Henry married again on 2 Sep 1880, to Sarah Catherine GARRETT, whose sister was Mary Jane, wife of Henry’s brother Thomas. Henry and Sarah Catherine had 7 children between 1882 and 1891: Jacob Levi, John Henry, Martha Edith, Roscoe Conklin, Arthur More, Catherine Best, and Thomas. Both Catherine B and Thomas died as infants. Henry was a charter member of the G.A.R. and his wife an ardent member of the Women’s Relief Corps.
Henry purchased 200 acres, homesteaded an adjoining 40 acres, and grew some of the finest wheat crop ever grown in South Missouri. Much of that land is now part of West Plains. The western end of West Plains is still called “the Moore Addition.” Henry established the Moore Milling Company, which became the Pease-Moore Milling Co when Clint Pease, who had owned a flour mill prior to moving to West Plains, married Henry’s daughter Sidney.
From obituaries in local newspapers at time of Henry’s death:
- “DEATH CLAIMS ‘Uncle Henry’ MOORE, LAST UNION SOLDIER HERE”

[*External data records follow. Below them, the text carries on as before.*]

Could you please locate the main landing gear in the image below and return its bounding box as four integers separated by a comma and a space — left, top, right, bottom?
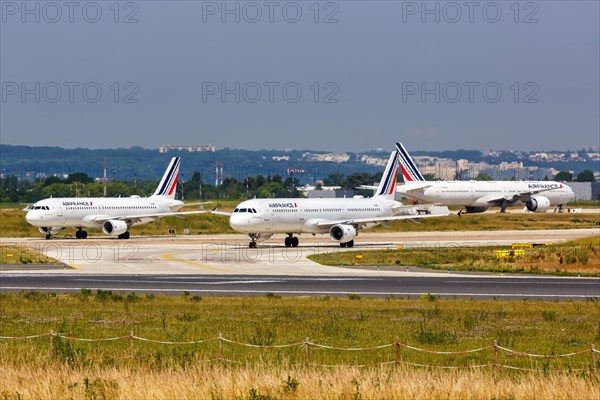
283, 233, 300, 247
117, 231, 129, 239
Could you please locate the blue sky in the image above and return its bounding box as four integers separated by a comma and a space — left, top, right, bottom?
0, 0, 600, 151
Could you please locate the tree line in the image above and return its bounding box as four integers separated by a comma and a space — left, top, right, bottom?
0, 170, 595, 203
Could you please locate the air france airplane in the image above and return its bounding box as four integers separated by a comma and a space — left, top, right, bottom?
24, 157, 205, 239
396, 143, 575, 216
212, 151, 449, 248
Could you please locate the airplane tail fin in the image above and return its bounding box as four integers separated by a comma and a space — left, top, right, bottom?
396, 143, 425, 183
375, 151, 399, 200
152, 157, 181, 199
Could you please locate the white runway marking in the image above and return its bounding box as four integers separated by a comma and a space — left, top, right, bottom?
3, 286, 596, 299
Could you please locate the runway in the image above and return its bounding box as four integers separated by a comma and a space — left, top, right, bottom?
2, 273, 600, 300
0, 228, 600, 300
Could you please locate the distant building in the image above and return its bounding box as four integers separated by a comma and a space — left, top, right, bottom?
158, 144, 217, 153
302, 153, 350, 163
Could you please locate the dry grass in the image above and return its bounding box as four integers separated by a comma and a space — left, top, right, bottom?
0, 290, 600, 400
0, 364, 600, 400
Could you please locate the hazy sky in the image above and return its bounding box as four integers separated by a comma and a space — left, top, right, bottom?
0, 0, 600, 151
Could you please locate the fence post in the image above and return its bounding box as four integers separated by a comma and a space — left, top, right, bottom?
219, 332, 223, 361
494, 340, 498, 375
129, 330, 135, 358
304, 338, 310, 368
592, 344, 596, 372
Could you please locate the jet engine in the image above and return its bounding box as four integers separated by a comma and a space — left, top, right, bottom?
525, 196, 550, 212
329, 224, 357, 243
246, 233, 273, 242
465, 206, 487, 214
39, 226, 63, 235
102, 219, 128, 236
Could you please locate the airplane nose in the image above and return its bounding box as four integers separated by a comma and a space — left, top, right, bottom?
229, 214, 244, 231
25, 211, 38, 225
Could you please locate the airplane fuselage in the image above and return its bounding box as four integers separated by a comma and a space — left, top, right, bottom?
229, 197, 402, 234
398, 181, 574, 207
25, 197, 183, 228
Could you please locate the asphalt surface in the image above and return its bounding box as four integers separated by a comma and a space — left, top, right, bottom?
0, 273, 600, 300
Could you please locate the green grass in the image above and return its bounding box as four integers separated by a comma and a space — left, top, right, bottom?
0, 289, 600, 369
0, 244, 56, 264
308, 236, 600, 276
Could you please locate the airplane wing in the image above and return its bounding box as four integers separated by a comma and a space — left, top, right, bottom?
317, 206, 450, 228
477, 184, 562, 204
210, 208, 233, 217
91, 211, 208, 224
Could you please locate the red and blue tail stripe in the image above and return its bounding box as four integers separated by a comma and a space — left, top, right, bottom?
376, 151, 398, 197
396, 143, 425, 182
153, 157, 181, 197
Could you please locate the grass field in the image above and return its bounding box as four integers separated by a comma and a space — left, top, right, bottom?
0, 200, 600, 237
0, 244, 56, 264
308, 236, 600, 276
0, 290, 600, 399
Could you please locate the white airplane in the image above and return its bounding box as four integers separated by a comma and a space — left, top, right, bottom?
396, 143, 575, 216
23, 157, 206, 239
212, 151, 449, 248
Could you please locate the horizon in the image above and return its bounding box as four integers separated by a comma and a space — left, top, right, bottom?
0, 143, 600, 154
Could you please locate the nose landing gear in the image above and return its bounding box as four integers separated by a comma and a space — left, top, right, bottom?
283, 233, 300, 247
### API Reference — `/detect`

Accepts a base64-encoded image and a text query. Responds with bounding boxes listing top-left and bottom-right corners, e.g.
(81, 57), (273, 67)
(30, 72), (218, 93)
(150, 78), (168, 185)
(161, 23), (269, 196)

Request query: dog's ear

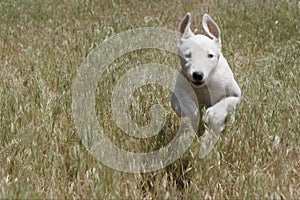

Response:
(202, 14), (221, 45)
(180, 12), (194, 39)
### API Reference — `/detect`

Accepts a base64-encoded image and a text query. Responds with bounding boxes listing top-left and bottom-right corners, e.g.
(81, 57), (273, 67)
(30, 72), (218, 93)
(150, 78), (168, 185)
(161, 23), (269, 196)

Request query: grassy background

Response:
(0, 0), (300, 199)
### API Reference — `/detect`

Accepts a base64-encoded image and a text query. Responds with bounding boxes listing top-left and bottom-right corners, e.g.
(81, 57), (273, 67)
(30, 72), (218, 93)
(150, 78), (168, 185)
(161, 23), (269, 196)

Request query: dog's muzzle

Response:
(190, 72), (205, 87)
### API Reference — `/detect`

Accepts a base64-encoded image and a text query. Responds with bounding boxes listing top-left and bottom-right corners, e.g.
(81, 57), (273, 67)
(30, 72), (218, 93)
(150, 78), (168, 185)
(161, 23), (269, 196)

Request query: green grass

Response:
(0, 0), (300, 199)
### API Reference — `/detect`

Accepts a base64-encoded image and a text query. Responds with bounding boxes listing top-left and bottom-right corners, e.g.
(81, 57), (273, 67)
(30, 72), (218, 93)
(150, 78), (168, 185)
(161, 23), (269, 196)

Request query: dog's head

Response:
(178, 13), (221, 87)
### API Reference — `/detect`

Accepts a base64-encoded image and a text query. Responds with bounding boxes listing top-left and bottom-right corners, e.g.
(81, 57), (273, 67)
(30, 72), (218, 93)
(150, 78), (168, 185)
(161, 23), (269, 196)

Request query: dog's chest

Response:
(193, 83), (226, 107)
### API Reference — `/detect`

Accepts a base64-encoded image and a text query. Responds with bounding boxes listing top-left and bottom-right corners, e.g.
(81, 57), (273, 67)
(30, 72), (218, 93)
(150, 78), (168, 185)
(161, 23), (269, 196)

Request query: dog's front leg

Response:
(203, 96), (240, 133)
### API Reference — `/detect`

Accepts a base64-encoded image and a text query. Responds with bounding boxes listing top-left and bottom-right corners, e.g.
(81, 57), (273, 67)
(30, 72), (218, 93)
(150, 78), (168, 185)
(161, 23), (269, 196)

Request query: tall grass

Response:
(0, 0), (300, 199)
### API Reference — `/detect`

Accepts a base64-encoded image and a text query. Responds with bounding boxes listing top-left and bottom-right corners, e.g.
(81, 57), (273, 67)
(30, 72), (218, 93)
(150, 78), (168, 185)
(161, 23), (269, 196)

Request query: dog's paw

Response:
(202, 106), (227, 133)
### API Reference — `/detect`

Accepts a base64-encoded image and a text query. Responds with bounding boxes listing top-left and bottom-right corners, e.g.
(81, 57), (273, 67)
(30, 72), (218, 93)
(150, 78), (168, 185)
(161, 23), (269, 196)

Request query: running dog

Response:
(171, 13), (241, 133)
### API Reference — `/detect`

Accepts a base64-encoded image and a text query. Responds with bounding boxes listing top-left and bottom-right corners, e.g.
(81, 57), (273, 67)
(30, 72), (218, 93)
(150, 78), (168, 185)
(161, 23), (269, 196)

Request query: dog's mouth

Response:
(190, 80), (205, 87)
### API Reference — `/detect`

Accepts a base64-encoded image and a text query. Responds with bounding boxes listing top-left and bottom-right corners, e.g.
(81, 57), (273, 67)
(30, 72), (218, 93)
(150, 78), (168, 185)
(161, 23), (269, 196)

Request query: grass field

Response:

- “In a feature story printed in the Journal [West Plains] a year ago this month, it was stated that Mr. Moore was the only surviving veteran of the civil war in Howell county, and that he could also qualify as a ‘Three-Quarter-of-a-Century farmer [here] “
- “He was a youth of 19 when the Civil War broke out in 1861, and in 1862 he enlisted with Company M of the 5th Iowa Cavalry serving until the end of the war. He received his honorable discharge in April 1865.”
- “One year ago Mr. Moore was the only local G.A.R. member left to attend the annual Decoration Day program, but this year he was too frail to take part.”
- “Among the survivors, besides the widow, the two daughters and four sons, are 30 grandchildren and 16 great-grandchildren.”
Henry Moore died in Howell County, Missouri on Sunday 30 Jun 1940 in his 99 year of age, leaving widow Sarah Catherine G. Moore, 90. The couple would have celebrated sixty years on 2 September. Sarah Catherine lived another five years, dying on 27 Aug 1945. Both Henry and Sarah C G Moore are buried at Oak Lawn Cemetery, West Plains, Howell Co, Missouri.
I was ten years old in 1940 when my grandfather died at age 99. My mother and I were the only ones left in my family; we were still on the farm. I remember going to Grandpa Moore’s home. He was totally deaf, but could still read the paper without glasses. He was able to walk on his own. I remember he had the front bedroom. His Union army uniform was on a chair and a large American flag on a long pole was in the corner of his room. He had a beard and it was a bit messy when he ate his oatmeal!
[All military sources accessed in Feb 2015:
Family stories and records, including newspaper articles.
<ancestry.com> Civil War military databases.
Left to Right:
Standing: Uncle Sebe (Usebius) Moore; Uncle Jake Moore; Uncle John Moore; Thomas Donald Moore; Uncle Roscoe Moore;.
Seated: Sarah Catherine Garrett Moore; Henry Moore; Uncle Arthur Moore.
At Home, 415 Pennsylvania Avenue, West Plains, Howell County, Missouri. Circa 1910?